I would like to rename hundreds of thousands of files (images). These files all carry an identifier string (a name) but many files that should have the same name used a different name or variant. (I’m aggregating collections of photos. Some collections use one name, some collections another name, etc.) Would anyone be so kind as to suggest an approach for this?
What I have are the files themselves, and (awkwardly) an outline listing each to-be-unique identifier (name or alphanumeric code) as a top-level outline item having all of the aliases (not using “alias” here as a computer term) listed as child items. (I think I can turn this into a table; I’m not sure a table is a good way to store the data. There is more data in the outline than this.) The important structure here is "Single unique identifier with one or more alias identifiers. My task is to, for each file name, find the text string (the alias) in the name, look it up in an outline/table, get the unique ID associated with the text string, and prepend that to the file name.
In the past, which much less data, I did this with a long list of regular expression find & replace actions. I had one expression for each unique-ID/alias pair. (I built the long list of regex’s using, iirc. some kind of mail-merge.)
Currently I have about 600 unique ID’s, and between them about 3,000 aliases. Building and running a 3,000 line search-&-replace macro seems inelegant, possible unworkable, and certainly awkward to maintain.
Can you please provide several examples of your workflow, showing original file name and revised filename, so it is clear what your objective is.
Maybe you could attach a zip file of your search/replace list.
If I understand your objective correctly, I think you might be able to do this with a KM dictionary acting as the table. First, you'd want to create a dictionary with each alias as a key, and the associated unique ID as that key's value. If you can share a sample of how your aliases and IDs are currently organized we should be able to suggest a more precise way of creating the dictionary, but as an example, if the aliases and IDs were separated by commas a la CSV, you could automate the dictionary's creation like this:
Once the dictionary is created, you could then use one For Each for all of the files in question, and a second, nested For Each that iterates through each key/alias in the dictionary, then prepends that key's value, i.e. the unique ID, to the current file's name when it finds a match:
Thanks so much! This looks to be what I was looking for (and more): not just a suggested approach but a template I can adapt. I suspected I’d end up using a dictionary, and have been reading about them. The concept is new to me, so it will take me a few days to work my way through your example.
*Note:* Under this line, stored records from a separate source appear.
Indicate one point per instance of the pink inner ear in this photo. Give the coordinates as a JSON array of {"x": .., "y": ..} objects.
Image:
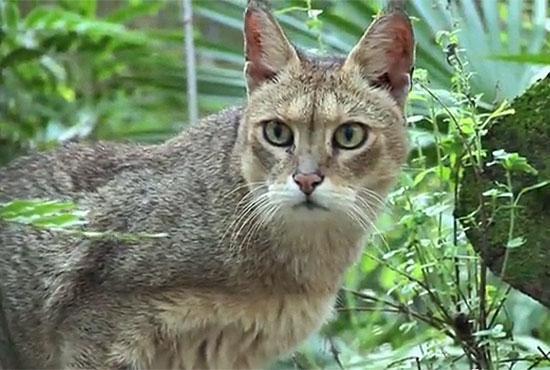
[
  {"x": 400, "y": 59},
  {"x": 257, "y": 70}
]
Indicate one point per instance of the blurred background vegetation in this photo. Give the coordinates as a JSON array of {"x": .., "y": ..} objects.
[{"x": 115, "y": 70}]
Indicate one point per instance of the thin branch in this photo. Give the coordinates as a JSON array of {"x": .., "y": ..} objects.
[{"x": 192, "y": 102}]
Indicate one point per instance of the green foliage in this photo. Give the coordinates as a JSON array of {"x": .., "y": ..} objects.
[{"x": 420, "y": 298}]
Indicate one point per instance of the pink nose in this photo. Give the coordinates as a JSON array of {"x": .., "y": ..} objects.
[{"x": 307, "y": 182}]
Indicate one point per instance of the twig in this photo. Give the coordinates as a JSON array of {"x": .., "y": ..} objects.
[
  {"x": 192, "y": 103},
  {"x": 336, "y": 354}
]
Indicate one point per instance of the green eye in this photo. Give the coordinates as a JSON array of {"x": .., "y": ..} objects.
[
  {"x": 278, "y": 134},
  {"x": 350, "y": 135}
]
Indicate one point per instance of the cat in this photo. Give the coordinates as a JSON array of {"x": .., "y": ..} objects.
[{"x": 258, "y": 210}]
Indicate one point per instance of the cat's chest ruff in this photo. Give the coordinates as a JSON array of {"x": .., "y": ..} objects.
[{"x": 235, "y": 332}]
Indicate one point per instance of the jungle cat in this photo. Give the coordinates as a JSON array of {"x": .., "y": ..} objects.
[{"x": 258, "y": 210}]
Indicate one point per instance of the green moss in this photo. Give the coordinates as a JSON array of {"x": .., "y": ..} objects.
[{"x": 527, "y": 132}]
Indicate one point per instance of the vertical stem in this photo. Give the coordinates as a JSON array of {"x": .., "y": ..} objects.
[{"x": 192, "y": 103}]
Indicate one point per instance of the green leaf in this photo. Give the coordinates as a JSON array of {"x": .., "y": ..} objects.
[
  {"x": 515, "y": 243},
  {"x": 512, "y": 162},
  {"x": 524, "y": 58}
]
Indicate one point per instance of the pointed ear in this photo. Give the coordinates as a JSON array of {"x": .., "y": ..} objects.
[
  {"x": 385, "y": 55},
  {"x": 267, "y": 49}
]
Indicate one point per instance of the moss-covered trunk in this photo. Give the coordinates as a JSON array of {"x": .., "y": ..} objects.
[{"x": 527, "y": 132}]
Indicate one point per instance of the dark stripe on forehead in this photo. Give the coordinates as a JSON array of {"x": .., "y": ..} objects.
[{"x": 266, "y": 158}]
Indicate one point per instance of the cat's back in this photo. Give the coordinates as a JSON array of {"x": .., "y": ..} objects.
[{"x": 74, "y": 168}]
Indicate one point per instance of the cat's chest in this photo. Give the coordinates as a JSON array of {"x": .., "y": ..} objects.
[{"x": 235, "y": 332}]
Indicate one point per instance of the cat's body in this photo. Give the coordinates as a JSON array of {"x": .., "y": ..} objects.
[{"x": 236, "y": 269}]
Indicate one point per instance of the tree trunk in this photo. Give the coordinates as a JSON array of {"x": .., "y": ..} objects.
[{"x": 527, "y": 132}]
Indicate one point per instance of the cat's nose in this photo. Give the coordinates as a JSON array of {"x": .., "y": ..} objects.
[{"x": 307, "y": 182}]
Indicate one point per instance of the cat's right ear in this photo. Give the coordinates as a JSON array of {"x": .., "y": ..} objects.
[{"x": 267, "y": 48}]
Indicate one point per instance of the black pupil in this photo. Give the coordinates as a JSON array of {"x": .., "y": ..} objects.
[
  {"x": 348, "y": 133},
  {"x": 278, "y": 130}
]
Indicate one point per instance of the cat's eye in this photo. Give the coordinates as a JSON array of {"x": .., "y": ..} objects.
[
  {"x": 278, "y": 134},
  {"x": 350, "y": 135}
]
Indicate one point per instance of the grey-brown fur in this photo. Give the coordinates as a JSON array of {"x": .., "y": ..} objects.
[{"x": 216, "y": 289}]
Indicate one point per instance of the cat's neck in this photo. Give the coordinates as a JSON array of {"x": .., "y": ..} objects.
[{"x": 301, "y": 258}]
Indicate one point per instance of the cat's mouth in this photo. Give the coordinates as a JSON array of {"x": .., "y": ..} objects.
[{"x": 309, "y": 204}]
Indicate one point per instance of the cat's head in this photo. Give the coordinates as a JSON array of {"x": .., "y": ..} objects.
[{"x": 324, "y": 137}]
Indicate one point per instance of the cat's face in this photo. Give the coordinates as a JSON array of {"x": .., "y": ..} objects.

I have one ancillary question already. What does the “Continue Loop” Action do that wouldn’t be done if it weren’t there? I ask out of pure ignorance — I had to look up the Action to find out what it does.
No problem! Dictionaries are fairly new to me too, but the more I’ve learned about them and figured out how to incorporate, the more their worth has become apparent.
I haven’t actually used the “Continue Loop” action in a macro before, so I can’t be fully confident in this answer, but my intent in including it was to have the nested For Each loop stop checking every possible alias in the dictionary against the current file once it found a match and start checking the next file.
Basically, Continue Loop skips execution to the end of the current loop, and then lets the next iteration of the loop run.
This is as opposed to Retry This Loop, which skips execution back to the beginning of the loop, and performs the same iteration again, and Break From Loop, which skips execution until immediately after the loop.
Thanks for the clarification, Peter! I guess I should have stuck with my initial instinct to use Break From Loop then. @Kirby_Krieger, make sure to change “Continue Loop” to “Break From Loop” when trying this out, as it looks like that’s the action that’s needed to make sure a file with a matched alias doesn’t keep getting checked against every other alias.
This looks fantastic! I’m excited to try it out this weekend. I have not set it up as “one line per unique ID”, but rather as one line per alias. Between that and my simple regex skills I ended up with a something that took minutes to run.
If you run into any snags converting your data to my format of one line per ID, let me know, and I’ll try to help.
With only ~600 lines, I think this should run very fast. I’ve done lots of RegEx on 1,000+ lines, and they all were fast. But then it greatly depends on the RegEx. For this use case, I think it should be very fast.